Broadway Musicals Don’t Have Asian Roles. Helen Park Is Changing That.

Helen #Helen

Hungry for Western culture after her brief stay in the States, Park convinced her parents to send her to high school in Canada, near a family friend. She landed at a conservative boarding school in small-town Alberta, where she, somewhat ironically, turned to K-pop for the comfort of home. “The school’s rules said you couldn’t listen to secular music, only Christian music—but they didn’t understand Korean,” she smiles. She listened to CDs of ’90s and early-2000s K-pop ballads on repeat and continued to write pop songs.

She eventually heard about NYU’s graduate musical-theater-writing program and figured she could at least learn the craft of songwriting and storytelling. “Since that Once Upon a Mattress experience, I was so obsessed with musical theater, but I never thought it’d be possible for me to become a composer for Broadway,” she says. “It’s a boys club. It’s rare to find women composers, period, and within that there are no Asian women.”

When Park enrolled at NYU in 2011, she was met with stereotypes and preconceptions: Her classmates were patronizing, dismissing her pop songs as just pretty and her K-pop-style writing as cute. “Words that people would never use with a male composer they would tell me without a second thought.” She was also keenly aware of being a woman in a male-dominated class. “They’d see my looks first before they could have a conversation about music and storytelling. I felt this wall between the male composers and me. And because people only saw male composers on Broadway, they never really felt the need to get to know me.” She resolved to work harder, to let her work speak for itself—and to prepare determinedly​​, should an opportunity present itself.

“For me, K-pop is a wide spectrum and communicates so many different layers of emotions” 

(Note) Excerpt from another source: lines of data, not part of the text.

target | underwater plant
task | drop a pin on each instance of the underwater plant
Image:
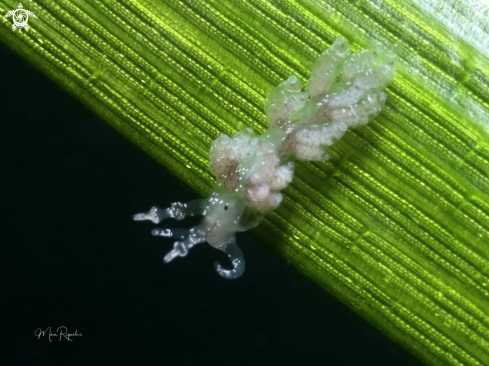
(344, 91)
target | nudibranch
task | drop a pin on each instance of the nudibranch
(344, 91)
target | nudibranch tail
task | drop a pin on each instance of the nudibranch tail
(237, 259)
(345, 91)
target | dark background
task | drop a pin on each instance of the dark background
(71, 256)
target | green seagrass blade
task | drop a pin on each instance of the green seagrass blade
(396, 224)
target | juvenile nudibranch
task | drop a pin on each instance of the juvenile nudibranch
(344, 91)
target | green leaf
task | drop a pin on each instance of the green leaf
(396, 225)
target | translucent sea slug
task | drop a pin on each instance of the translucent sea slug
(344, 91)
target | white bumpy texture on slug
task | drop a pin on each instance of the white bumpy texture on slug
(344, 91)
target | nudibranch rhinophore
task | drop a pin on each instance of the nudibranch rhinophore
(344, 91)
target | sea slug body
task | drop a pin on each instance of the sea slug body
(345, 91)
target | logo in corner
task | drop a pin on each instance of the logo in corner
(20, 17)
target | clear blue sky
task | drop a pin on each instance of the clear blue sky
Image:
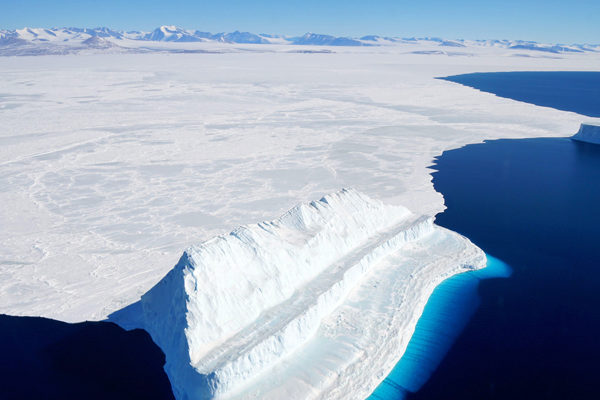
(556, 21)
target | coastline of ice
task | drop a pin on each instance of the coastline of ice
(244, 303)
(588, 133)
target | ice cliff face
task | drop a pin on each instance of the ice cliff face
(240, 304)
(588, 133)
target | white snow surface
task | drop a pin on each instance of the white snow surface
(588, 133)
(239, 305)
(112, 164)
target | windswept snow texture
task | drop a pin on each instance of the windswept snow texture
(341, 281)
(588, 133)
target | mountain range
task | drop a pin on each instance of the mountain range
(33, 41)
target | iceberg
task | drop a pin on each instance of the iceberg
(238, 316)
(588, 133)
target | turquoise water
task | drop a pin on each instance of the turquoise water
(448, 310)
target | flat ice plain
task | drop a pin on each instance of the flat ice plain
(112, 164)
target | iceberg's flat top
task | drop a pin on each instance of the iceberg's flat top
(238, 315)
(588, 133)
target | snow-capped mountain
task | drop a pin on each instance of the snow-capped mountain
(38, 41)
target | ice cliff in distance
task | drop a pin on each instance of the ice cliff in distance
(238, 313)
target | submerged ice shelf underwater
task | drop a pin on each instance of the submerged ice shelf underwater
(319, 303)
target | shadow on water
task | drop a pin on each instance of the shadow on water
(47, 359)
(533, 203)
(448, 310)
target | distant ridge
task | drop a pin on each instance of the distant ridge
(68, 40)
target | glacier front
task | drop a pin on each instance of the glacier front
(319, 303)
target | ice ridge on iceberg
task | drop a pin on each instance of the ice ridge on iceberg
(240, 304)
(588, 133)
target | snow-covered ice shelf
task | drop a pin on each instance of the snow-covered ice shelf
(341, 281)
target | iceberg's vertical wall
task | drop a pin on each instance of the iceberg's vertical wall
(239, 304)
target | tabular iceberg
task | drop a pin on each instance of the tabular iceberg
(295, 306)
(588, 133)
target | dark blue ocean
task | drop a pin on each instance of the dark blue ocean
(534, 331)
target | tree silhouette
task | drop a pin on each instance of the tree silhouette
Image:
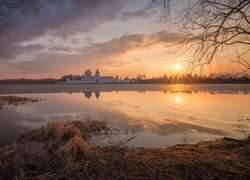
(10, 9)
(212, 26)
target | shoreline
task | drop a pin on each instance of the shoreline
(76, 88)
(61, 149)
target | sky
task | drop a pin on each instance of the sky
(119, 37)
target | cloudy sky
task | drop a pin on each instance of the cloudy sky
(120, 37)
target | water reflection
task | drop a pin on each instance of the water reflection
(89, 94)
(159, 118)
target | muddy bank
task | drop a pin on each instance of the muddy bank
(61, 150)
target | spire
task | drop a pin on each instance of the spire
(97, 73)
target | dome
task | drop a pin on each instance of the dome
(97, 73)
(88, 73)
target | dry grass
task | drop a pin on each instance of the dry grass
(15, 100)
(60, 150)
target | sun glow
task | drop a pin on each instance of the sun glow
(177, 67)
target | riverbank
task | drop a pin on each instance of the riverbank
(15, 100)
(60, 149)
(77, 88)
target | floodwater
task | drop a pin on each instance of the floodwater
(155, 118)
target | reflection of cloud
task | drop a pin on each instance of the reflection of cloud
(141, 123)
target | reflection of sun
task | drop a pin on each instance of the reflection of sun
(177, 67)
(177, 99)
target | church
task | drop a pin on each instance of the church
(89, 78)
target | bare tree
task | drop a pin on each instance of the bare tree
(212, 26)
(11, 9)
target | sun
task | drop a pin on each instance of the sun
(177, 67)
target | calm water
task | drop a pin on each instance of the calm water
(156, 118)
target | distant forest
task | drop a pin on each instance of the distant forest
(172, 79)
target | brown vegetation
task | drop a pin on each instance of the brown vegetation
(60, 150)
(15, 100)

In 2014, shortly after graduating, the nonprofit theater Ars Nova approached Park about developing a K-pop musical. The genre was then still a bemusing curio in America, with Psy’s “Gangnam Style” a recent craze and BTS still years away from world domination. She saw a chance to change that perception. “People thought K-pop girl groups were cutesy and weird, not relatable at all, just exotic, and the boy bands were kind of feminine or so serious. I was totally in disagreement. For me, K-pop is a wide spectrum and communicates so many different layers of emotions. ‘Gangnam Style’ comments on society in a really brilliant way, but it didn’t come across to a lot of Americans. I wanted to break that stereotype and do a good job not only for myself but for K-pop and my country.”